Some of this information, such as a current price list, must be available for instant access on a 24-hours a day basis for a period of days or weeks. Another type of document, such as an insurance agreement, may never be altered again once
it has been created, but must be held as a permanent, and reasonably accessible record, for many years.
The implications for underlying storage systems of these differing scenarios are complex and potentially costly. Instant access implies the use of relatively expensive online storage media, whereas permanent records may be safely consigned to inexpensive tape, or even CD or microfiche – so long as they can be electronically rediscovered in the event that they are ever needed again.
‘Intelligent’, virtualised storage environments provide information managers with the potential to create policies that store data according to these differing business parameters. Rules can be created that automatically transfer information records to appropriate storage media as the currency of the information changes, or that automatically delete it when (as in the case of an expired price list) it becomes redundant.
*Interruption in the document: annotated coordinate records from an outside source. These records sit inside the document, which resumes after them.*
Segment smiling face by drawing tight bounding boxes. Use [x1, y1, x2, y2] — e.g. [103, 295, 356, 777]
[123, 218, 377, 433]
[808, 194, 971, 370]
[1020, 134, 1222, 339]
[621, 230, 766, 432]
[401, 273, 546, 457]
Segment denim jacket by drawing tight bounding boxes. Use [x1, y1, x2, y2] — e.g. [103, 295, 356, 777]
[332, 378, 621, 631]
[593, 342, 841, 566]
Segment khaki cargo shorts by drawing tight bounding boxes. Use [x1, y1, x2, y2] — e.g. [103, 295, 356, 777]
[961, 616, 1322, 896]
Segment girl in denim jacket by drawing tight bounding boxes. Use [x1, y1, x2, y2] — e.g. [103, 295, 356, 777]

There are almost limitless other opportunities for modern data storage systems to automate background business processes which would otherwise divert resources from more productive and profitable activities, and vendors are now coming to market with information management lifecycle (ILM) offerings that will allow organisations to begin to exploit these opportunities.
What information lifecycle management seeks to do is to apply various technologies and techniques – among them storage management, document and content management, records management and search technologies – to manage and automate that process in a consistent, systematic, cost-effective way.
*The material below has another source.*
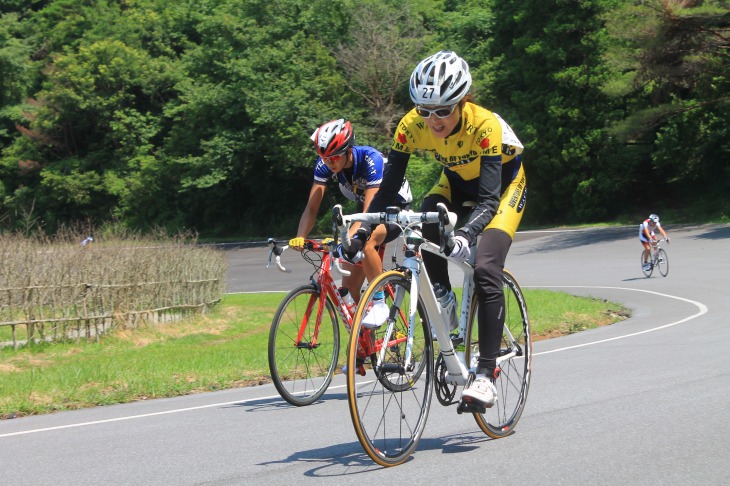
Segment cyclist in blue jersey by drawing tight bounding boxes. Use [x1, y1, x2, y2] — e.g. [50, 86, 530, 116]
[289, 119, 412, 326]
While some users see ILM as jargon for a set of activities they have been doing for some time, it would be a mistake to dismiss the approach out of hand. There is a solid business case for the adoption of its philosophy – if not its supporting technologies – for three pertinent reasons.
First, the volume of data under management has reached such levels that tracking and retrieving information has become daunting.
Second is the demand for high-availability – users want rapid access to data of varying ages and with no pre-indication of its importance and no threat of it disappearing forever. Third is the increased pressure on organisations to meet regulatory requirements and to ensure better corporate governance.
That is a tall order for storage decision-makers, but one that many have already responded to.